Among the observations made by Virginia Ironside were the following:
"A discussion of death is perhaps the most important topic in the world - which makes it so odd that so many people avoid it.....The only reason I can think of, for this, is that so many are afraid of it. Why? - when from the moment we are born, we know we are going to die.....I think this fear of death comes from the religious idea that life is a gift from God and that it would be rude to throw it away. But, life is only worth living if it is worth living: and, for many people, life is not worth living, particularly if they become so ill that they are unable to function at all.

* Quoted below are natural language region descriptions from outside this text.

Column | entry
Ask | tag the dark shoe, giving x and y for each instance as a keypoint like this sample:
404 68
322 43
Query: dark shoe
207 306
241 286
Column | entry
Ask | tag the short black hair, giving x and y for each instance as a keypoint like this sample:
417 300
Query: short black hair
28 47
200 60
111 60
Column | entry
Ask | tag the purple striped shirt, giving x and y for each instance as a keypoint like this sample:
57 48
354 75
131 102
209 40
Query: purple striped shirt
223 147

"If I ever say, while chatting to someone, 'I must do this before I die...' they usually butt in and say 'Oh don't say that...you've got lots of time left!' Total rubbish. I've got far less future than I have a past, and I'm delighted. It means I have fewer options open to me, and I can cut out all the rubbish, refuse unwelcome invitations, walk out of boring films. Being young is like being in a huge supermarket, mind bamboozled by all that choice. Being old is like going to the village shop.
"I see death as something rather wonderful to look forward to. I see it like coming home. I see it as a merciful relief from all life's anxieties and troubles.....It is going to happen to all of us. So why not welcome it and accept it rather than dread it?
"When old people ring up and say, tearfully: 'Oh crikey, I've been told I've only got a few months to live,' I tend to think, 'Well, what do you expect at your age, dearie? I don't imagine you were expecting to live for ever.'
"Us oldies have had years and years to get used to the idea of death. We shouldn't be so weedy about it, we shouldn't dread it. We should set a good example to the young, and teach them, too, to welcome death, when life gets too wretched or, even, when it's clear that we've spent quite enough time at the party and our hosts are starting to yawn and look at the clock. We've got to move on - otherwise we'll be parents of children who are bent and bald.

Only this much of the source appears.